Sometimes watching people watch art is half the fun. Especially modern art. It makes you question what art actually is. Sometimes you have to look twice. Sometimes you think a five-year-old could do the same thing, and maybe even better. Or, as in the case of the work “Comedian” by Maurizio Cattelan, your art gets eaten by a hungry student that skipped breakfast.
I always seem to put things off, so I’m obviously running behind schedule with this piece. Simply put, things seem to get in the way. I nevertheless believe that the idea has some merit. The exhibition itself ended on May 7th, and I’m writing about it now, 20 days later. Dear Reader, I am aware that you are understanding of your humble servant and that you are forgiving.
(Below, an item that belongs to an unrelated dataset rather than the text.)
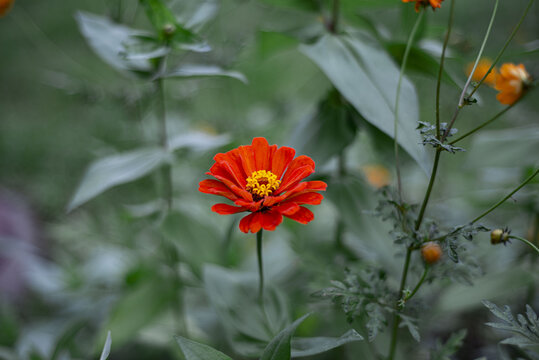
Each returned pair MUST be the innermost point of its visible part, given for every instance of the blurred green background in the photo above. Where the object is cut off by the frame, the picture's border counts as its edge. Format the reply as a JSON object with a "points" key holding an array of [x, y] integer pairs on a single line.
{"points": [[66, 277]]}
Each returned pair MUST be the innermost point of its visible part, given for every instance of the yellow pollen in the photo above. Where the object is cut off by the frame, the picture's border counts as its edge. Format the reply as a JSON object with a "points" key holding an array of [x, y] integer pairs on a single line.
{"points": [[262, 183]]}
If I want to enjoy some art in the same manner that I have been known to enjoy a cup of tea and some cake, I think about going to the HAB Gallery in Nantes’ Hangar à Bananes. If you were in town last month, you could have seen the “Une ebauche lente à venir” show, which featured recent pieces by Léopold Rabus and Till Rabus, some of which were produced just for the event. This art helps you take a second glance and discover the fun and foolishness in art. You may see it in the images at the conclusion of this post. See if you can spot two mischievous dogs and two mischievous pigeons!
Still life and landscapes are combined and delve into the artist’s basic urge to paint. Léopold’s paintings are loaded with lovely and weird animals: cows, slugs, birds, flies, dogs, and deer in the snow; a mound of faeces; chicken coops; and fields. Till’s paintings, in baroque and extravagant compositions, are loaded with trash, people, and other consumer objects.
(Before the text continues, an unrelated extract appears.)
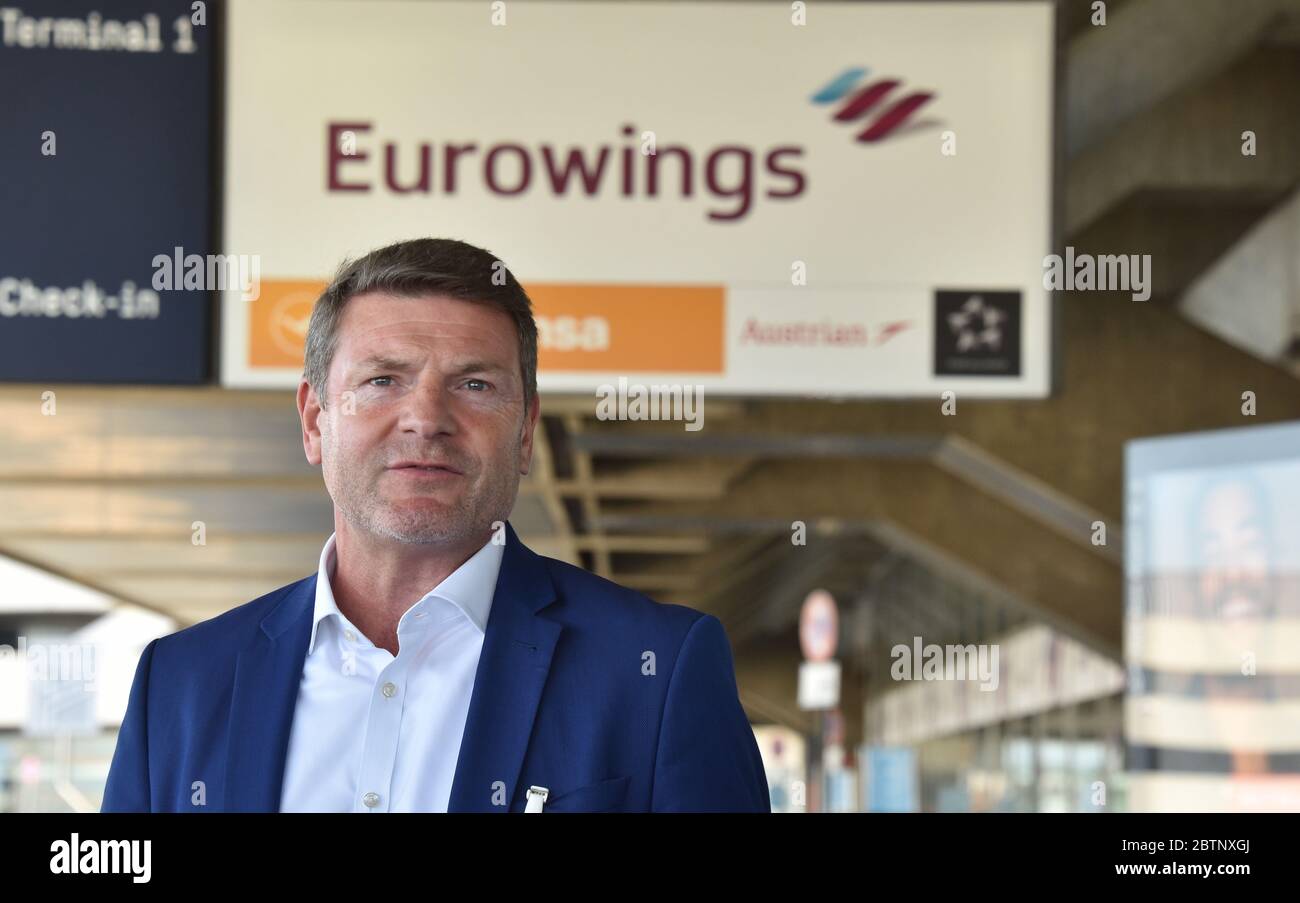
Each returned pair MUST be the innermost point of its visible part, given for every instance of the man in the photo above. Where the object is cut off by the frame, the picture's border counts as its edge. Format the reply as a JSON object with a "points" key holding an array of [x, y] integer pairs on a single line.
{"points": [[434, 663]]}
Léopold Rabus (born 1977) and Till Rabus (born 1975) are Swiss artists that pay close attention to the reality of the world around them, and their art is full of sarcasm and comedy, challenging preconceived notions of what is and isn’t beautiful.
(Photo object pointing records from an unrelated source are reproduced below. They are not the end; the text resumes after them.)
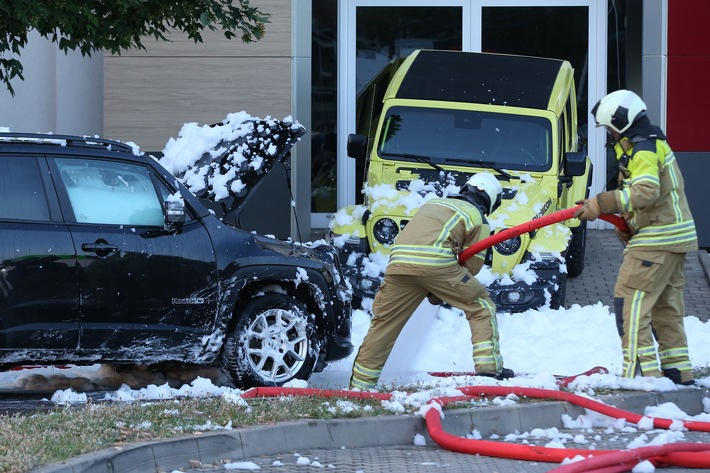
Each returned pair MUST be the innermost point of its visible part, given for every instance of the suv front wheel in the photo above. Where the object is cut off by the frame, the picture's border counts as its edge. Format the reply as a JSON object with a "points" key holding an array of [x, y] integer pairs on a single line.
{"points": [[274, 341]]}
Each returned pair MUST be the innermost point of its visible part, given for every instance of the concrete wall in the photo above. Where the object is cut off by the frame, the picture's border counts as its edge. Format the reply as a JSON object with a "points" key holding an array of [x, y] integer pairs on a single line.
{"points": [[150, 94], [61, 93]]}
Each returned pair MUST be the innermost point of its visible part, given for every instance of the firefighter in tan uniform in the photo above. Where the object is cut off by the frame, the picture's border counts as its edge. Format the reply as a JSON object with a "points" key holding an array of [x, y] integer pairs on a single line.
{"points": [[648, 296], [423, 263]]}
This piece, however, is about those who are viewing art and absorbing it all in. Or are they simply devouring culture to appear fashionable? To be in, since who wants to be left out? The French and their elitism in culture! Half the fun is watching those who make a concerted effort to “educate” themselves because it is trendy, a la Molière’s Bourgeois Gentilhomme, and those who take it all less seriously and enjoy watching the humour in the paintings and laughing at the absurdity of some of the pieces. I’m all for being an intellectual in intellectual settings where the study of art is academic, as opposed to the faux leftist intellectuals, yet at times art is about not being an intellectual. As Nike once tried to say, Just Do It!
The exhibition closed on the 7th of May.